A raindrop fell on her nest of earth
and nurtured her sparrow song of purity
She rode on the wings of a nightingale
And her colour was liberty
The next morning, Lander heard on a radio newscast that White had died in a Toronto hospital at the age of fifty-seven. Those were troubled times. White’s death occurred barely two months before Nobel Peace Prize winner Dr. Martin Luther King was assassinated in Memphis, Tennessee, on April 4, 1968. As for me, I was a teenager in Beechville, a Black community near Halifax, counting the months to June, when I expected to graduate, and at the same time wondering if I would be accepted into university. After all, when I entered high school, my grade nine teacher advised me to take the general program: “If you make it through,” she told me, “you might get a little job for yourself.”

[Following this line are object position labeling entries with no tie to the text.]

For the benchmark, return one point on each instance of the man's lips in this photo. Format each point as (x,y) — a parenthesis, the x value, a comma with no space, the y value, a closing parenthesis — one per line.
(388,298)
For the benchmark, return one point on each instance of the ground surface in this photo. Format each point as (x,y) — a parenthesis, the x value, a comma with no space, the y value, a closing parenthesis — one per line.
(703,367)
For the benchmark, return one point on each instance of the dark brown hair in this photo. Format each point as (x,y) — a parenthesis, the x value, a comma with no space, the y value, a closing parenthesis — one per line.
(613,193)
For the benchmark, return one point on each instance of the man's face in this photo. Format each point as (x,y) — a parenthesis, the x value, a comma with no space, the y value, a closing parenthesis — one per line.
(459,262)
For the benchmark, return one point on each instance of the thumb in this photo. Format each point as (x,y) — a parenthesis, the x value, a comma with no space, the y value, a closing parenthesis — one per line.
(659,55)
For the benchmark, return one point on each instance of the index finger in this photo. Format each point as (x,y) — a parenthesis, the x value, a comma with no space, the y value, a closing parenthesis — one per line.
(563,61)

Such were the low-level expectations and unjustified racist attitudes — whether intentional or not — faced by so many Black students of my generation and of the generations before mine, including Portia White’s. She earned accolades in the 1940s, a time when race, gender, and class determined what people could do and were expected to do, and in a province and country marked by a legacy of slavery and racial discrimination. But she was a dreamer, she was brave. How audacious of this Black woman to aspire to perform on the concert stage. It wasn’t done — that is, until Portia White. She was christened by a journalist as “the New Canadian Star of the Concert Stage. “ Hers is a remarkable story, but one tinged with more than a touch of sadness.

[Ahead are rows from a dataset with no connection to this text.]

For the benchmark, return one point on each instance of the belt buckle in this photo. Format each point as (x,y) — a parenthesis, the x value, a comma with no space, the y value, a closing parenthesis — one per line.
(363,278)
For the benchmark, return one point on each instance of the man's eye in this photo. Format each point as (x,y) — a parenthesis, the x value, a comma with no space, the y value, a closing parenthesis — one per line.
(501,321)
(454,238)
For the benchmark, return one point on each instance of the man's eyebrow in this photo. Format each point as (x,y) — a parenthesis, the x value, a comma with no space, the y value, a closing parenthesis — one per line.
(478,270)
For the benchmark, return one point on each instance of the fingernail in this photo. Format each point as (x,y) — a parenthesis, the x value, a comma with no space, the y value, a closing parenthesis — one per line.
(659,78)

Named after Portia, the heroine of Shakespeare’s The Merchant of Venice, White was born in Truro, Nova Scotia, on Saturday, June 24, 1911. An adage says, “a Saturday child works hard for a living.” White did not disappoint. An early reader, she learned to play the piano when she was five years old. Along with her twelve siblings, she was raised in Halifax by her Virginia-born father, Rev. William Andrew White, and her mother, Izzie White, of Mill Village, Nova Scotia.

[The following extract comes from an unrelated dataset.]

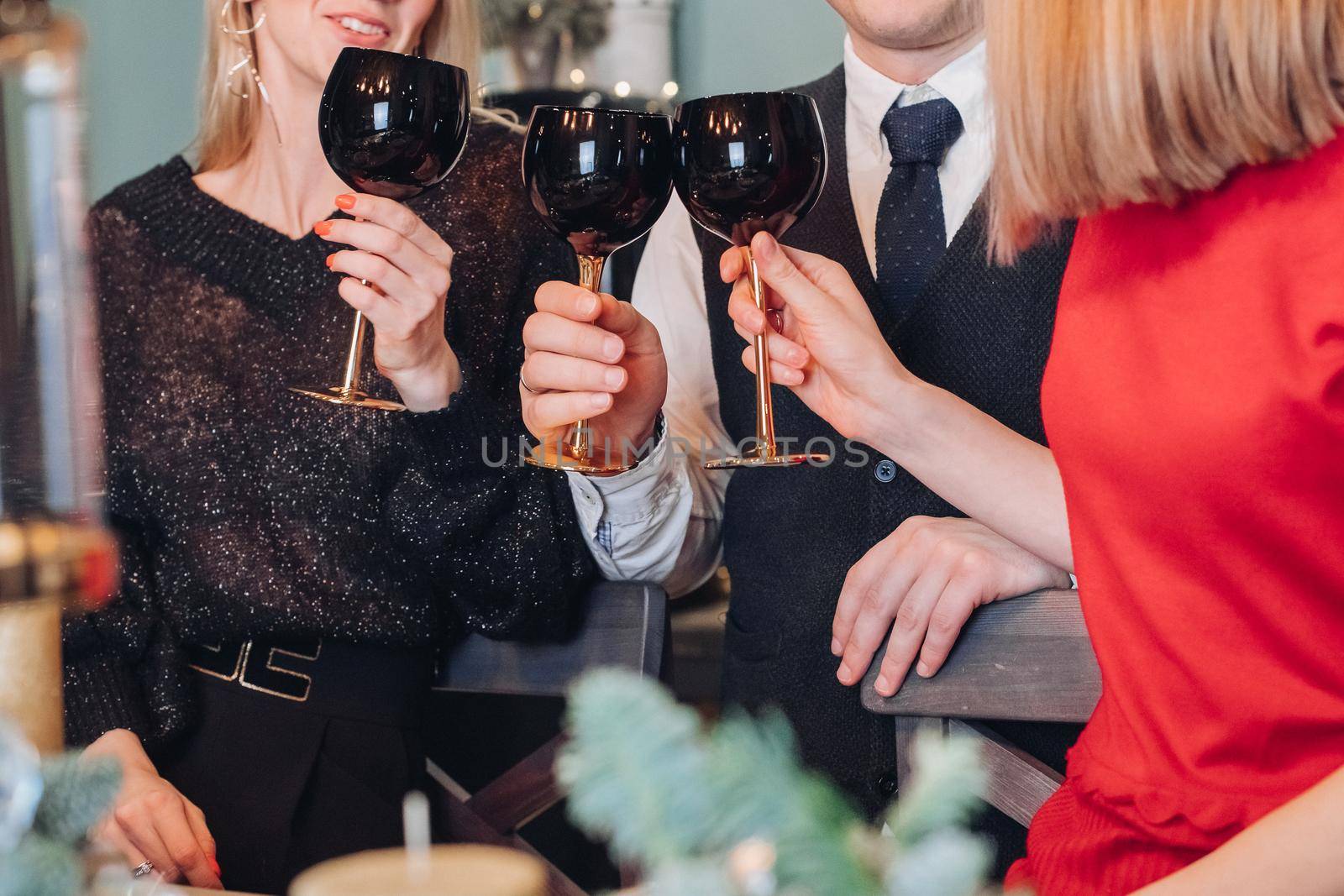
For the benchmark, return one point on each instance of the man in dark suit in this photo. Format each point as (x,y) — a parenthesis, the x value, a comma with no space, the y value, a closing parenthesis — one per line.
(824,562)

At the outbreak of the First World War, large numbers of Black men went to recruiting stations across Canada to volunteer but were turned away; they were told it was a “white man’s war.” After protests by Black leaders, including William White, and a debate in the House of Commons, the No. 2 Construction Battalion of the Canadian Expeditionary Force, a segregated, non-combatant unit of Black soldiers, was mustered on July 5, 1916, in Pictou, Nova Scotia. William White, named chaplain, was assigned the rank of honorary captain, becoming one of a very few Black commissioned officers in the Canadian contingent. He departed for France in 1917, leaving his wife to care for their six children, the oldest of whom, Helena, was nine.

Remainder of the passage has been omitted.